Criminals had better watch out - detectives are back in Doncaster and they have their eyes set squarely on organised crime.
A major re-organisation of how detectives operate across South Yorkshire has brought the return to a Criminal Investigation Department to Doncaster.
It follows a move away from teams being based in towns in recent years and instead put into specialist units.
But since April, the borough has seen its own dedicated team of detectives based at Doncaster Police Station at College Road, headed by Det Ch Insp Paul Wilson and Det Ch Insp Jo Bates. Det Ch Insp Bates is heading up a team dedicated to protecting vulnerable people. That will include areas such as domestic violence and child sexual exploitation.
The re-organisation follows a force-wide crime review, which has seen some of the specialist teams dissolved, with officers returned to the individual police districts.
In Doncaster it has seen the establishment of a tasking team - the tough face of the department who go out on raids to carry out magistrates court warrants. Along side them are proactive detectives who work to stop crimes from taking place, and a re-active team who will head out to the scenes of crimes such as burglaries, robberies and sexual assaults.
Det Ch Insp Wilson is keen to drive crime down and thinks his team are on the right track.
An experienced detective who has in the past worked in regional crime squads, he believes the effects of the changes in Doncaster are already being seen.
Since January, there have been 65 search warrants carried out in the borough, with drugs and firearms among the items seized. That was after early measures had been put in place to bring about the current arrangement
Last week, that included a sawn off shotgun and 1kg of or heroin seized from the White Towers travellers site near Armthorpe.
He said: "Issues over a gang in Mexborough have been widely reported, but organised crime is not just in Mexborough. There are a number of organised crime groups, and we are aware of them.
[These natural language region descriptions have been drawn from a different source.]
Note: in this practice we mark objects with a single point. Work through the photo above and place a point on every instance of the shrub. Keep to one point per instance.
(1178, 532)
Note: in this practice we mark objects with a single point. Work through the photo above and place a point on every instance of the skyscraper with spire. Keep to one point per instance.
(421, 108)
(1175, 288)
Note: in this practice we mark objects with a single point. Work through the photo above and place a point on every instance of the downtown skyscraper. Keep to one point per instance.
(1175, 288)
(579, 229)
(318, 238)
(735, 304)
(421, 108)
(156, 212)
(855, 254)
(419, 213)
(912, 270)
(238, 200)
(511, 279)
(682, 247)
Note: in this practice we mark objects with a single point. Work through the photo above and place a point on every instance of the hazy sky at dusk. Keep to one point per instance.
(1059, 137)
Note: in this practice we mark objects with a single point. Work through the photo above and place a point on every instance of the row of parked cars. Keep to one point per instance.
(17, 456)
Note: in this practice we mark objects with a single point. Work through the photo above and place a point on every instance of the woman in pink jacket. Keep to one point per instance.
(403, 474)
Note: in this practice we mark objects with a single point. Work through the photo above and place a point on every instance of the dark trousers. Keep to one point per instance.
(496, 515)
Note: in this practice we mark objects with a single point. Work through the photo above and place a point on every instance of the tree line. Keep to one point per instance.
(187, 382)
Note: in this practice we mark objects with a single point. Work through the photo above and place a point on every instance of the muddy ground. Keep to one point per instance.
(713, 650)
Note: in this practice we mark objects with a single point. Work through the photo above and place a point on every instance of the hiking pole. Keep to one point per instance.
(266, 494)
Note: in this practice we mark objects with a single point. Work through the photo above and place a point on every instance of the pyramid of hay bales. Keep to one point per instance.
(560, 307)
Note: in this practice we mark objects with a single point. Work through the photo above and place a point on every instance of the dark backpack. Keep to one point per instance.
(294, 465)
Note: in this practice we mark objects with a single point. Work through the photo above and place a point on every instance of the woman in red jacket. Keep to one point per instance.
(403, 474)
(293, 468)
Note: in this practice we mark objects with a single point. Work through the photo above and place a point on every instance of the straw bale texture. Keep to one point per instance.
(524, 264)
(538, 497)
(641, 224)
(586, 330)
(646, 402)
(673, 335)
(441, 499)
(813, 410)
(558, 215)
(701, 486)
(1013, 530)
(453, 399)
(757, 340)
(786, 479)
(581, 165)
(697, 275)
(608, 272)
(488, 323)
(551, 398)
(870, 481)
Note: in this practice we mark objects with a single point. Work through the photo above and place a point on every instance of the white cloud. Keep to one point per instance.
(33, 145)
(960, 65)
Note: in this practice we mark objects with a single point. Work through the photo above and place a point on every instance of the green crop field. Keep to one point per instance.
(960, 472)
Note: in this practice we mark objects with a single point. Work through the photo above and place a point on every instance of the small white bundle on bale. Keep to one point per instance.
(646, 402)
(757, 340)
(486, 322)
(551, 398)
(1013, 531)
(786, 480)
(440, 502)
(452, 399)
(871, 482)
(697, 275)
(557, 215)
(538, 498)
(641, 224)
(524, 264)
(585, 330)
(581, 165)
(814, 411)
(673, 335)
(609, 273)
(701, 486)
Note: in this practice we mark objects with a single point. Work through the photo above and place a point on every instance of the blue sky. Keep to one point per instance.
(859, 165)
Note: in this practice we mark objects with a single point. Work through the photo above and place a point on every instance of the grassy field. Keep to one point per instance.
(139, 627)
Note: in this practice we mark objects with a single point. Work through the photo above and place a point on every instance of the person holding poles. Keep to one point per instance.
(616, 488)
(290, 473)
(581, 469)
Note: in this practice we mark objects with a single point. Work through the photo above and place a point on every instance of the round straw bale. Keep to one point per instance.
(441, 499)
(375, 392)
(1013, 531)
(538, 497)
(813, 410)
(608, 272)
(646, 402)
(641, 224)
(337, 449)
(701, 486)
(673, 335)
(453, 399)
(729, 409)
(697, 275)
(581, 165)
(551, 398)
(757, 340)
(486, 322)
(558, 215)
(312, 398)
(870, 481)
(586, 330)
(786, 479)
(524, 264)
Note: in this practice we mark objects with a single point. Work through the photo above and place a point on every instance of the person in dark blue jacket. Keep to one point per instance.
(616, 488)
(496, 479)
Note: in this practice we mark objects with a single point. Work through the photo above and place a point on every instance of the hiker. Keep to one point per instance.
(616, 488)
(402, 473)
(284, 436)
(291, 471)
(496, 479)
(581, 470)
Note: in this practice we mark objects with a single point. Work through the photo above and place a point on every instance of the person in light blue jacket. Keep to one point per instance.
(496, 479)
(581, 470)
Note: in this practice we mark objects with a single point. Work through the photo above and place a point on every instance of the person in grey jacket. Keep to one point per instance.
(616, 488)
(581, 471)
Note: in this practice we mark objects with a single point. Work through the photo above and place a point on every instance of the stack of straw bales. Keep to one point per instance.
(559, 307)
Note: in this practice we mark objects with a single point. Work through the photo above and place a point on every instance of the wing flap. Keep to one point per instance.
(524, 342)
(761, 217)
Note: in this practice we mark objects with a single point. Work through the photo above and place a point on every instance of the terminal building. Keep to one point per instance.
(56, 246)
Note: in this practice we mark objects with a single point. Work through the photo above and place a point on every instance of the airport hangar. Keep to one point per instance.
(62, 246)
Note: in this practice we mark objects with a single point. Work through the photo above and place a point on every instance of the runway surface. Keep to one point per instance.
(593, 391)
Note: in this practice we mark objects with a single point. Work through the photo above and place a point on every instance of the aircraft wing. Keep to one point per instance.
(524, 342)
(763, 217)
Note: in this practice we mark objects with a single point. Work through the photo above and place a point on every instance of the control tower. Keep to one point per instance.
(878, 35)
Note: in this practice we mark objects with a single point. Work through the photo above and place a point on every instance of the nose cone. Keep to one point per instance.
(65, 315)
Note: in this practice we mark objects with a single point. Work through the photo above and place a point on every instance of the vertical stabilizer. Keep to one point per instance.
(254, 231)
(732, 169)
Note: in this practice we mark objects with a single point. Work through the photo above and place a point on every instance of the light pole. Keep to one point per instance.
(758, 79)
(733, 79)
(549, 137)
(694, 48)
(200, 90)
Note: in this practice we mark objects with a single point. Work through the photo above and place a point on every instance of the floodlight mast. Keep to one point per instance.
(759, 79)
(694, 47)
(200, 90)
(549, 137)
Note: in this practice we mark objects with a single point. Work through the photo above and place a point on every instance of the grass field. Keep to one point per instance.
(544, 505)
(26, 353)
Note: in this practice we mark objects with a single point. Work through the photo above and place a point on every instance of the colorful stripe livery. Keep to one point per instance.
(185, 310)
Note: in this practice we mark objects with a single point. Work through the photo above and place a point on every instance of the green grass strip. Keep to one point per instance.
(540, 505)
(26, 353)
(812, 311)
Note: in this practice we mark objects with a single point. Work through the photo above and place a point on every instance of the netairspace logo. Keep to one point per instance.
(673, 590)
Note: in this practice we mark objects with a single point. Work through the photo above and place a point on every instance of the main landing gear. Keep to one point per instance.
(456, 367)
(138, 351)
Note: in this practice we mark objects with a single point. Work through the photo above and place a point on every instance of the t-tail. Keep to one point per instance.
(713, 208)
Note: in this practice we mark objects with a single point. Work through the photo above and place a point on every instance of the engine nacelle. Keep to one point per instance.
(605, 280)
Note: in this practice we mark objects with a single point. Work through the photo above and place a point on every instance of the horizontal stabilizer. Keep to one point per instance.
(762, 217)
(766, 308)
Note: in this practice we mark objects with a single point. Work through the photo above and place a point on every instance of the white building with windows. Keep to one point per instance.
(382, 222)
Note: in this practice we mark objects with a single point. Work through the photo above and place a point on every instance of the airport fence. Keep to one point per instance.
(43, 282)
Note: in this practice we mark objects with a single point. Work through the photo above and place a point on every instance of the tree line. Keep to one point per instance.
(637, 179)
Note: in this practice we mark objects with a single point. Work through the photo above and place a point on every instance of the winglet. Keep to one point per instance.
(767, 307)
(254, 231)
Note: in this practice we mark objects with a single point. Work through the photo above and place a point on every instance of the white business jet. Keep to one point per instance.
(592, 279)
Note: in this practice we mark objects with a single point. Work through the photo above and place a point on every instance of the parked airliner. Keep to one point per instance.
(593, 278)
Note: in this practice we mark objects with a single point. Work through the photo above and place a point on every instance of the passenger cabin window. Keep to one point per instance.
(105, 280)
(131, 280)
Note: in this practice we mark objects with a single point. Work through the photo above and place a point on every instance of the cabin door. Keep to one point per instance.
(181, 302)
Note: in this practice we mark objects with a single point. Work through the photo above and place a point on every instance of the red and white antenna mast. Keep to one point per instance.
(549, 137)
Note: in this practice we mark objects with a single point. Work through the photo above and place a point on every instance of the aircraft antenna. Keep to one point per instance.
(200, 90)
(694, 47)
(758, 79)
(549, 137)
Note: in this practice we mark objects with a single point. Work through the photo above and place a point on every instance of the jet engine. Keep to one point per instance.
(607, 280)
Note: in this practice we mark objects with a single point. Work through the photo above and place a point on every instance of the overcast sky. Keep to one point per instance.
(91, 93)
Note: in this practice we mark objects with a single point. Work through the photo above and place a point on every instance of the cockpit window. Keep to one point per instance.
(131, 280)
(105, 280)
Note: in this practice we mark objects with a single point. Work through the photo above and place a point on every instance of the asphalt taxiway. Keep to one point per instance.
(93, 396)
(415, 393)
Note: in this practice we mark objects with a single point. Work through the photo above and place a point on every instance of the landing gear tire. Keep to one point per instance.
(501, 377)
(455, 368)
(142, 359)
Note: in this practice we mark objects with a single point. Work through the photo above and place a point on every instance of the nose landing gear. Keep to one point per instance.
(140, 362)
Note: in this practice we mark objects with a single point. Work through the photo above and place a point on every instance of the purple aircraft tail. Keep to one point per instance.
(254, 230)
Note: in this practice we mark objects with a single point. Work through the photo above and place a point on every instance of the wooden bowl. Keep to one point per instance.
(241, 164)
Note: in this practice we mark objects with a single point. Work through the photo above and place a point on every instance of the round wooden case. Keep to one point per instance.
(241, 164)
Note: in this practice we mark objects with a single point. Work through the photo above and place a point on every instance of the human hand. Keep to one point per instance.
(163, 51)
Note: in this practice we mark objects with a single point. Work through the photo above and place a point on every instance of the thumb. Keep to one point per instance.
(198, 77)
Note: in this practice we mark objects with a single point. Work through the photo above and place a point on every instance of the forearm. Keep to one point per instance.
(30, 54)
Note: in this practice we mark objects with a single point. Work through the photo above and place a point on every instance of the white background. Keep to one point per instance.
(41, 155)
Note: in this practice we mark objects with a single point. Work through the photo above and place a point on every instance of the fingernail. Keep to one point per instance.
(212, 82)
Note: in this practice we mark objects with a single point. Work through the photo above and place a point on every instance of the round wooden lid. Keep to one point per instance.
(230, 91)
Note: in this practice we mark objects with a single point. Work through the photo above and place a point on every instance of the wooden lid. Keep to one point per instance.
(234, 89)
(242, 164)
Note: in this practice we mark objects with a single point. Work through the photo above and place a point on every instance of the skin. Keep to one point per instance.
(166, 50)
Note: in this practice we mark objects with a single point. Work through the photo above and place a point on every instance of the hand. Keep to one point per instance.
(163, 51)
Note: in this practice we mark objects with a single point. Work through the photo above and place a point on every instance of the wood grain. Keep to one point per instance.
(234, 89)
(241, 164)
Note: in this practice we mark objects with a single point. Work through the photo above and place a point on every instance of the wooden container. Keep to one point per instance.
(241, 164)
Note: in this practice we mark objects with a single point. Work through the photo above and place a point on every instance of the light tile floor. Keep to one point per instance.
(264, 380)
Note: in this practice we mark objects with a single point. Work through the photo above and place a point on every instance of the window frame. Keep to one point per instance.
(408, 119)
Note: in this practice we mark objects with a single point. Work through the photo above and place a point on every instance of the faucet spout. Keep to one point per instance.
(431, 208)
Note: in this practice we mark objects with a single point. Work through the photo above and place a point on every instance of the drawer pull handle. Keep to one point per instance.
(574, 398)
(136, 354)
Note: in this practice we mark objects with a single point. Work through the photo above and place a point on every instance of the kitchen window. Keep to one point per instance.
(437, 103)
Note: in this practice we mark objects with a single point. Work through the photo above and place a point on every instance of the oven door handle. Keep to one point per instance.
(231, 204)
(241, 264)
"But the number of groups is coming down from what it was 12 months ago. There are fewer organised crime groups than there were a year ago, although there are still a number operating in the borough. It is not an issue unique to Doncaster, and it is a priority across the force.
"Through an increased proactive CID capability, we are proactively targeting these groups to reduce their capability. The number of gangs has fallen because we have closed some down by arresting key figures."
The number of gang members who have been put in prison causes issues of its own, and police have just created a prisons partnership board with the jails and increased the level of support offered to the prisons.
They will be working together to keep contraband such as drugs and mobile phones out and prosecute those who try to smuggle items into the jails.
The re-organisation gives local commanders more control of the detectives. Before the re-organisation, The team was not based in Doncaster and was shared with Barnsley.
Now there are detectives specifically dedicated to Doncaster, with less travel time to get to incidents.
Murders will still be dealt with by a central major crime unit, which is based centrally for the whole South Yorkshire force.
"The biggest challenge for our team will be removing the capability of organised crime groups to operate, and managing the demand with the prison estates.
"We are confident that we can get there in terms of the organised crime gangs. We're committed to it and we've had considerable success in the last six months."
He is also optimistic over other crimes. The forces own crime graphs show residential and commercial burglaries lower in the first six months of this year compared to the same period in 2017.
It is a similar picture for robbery.
"I think it is because we've increased the proactive element," he said.
"If we can sent the tasking team out to arrest a suspect quickly, we will. "Early action can help prevent crime.
"I think we have to treat crime as though it was personal. People do their best if they think about the family and friends that are affected."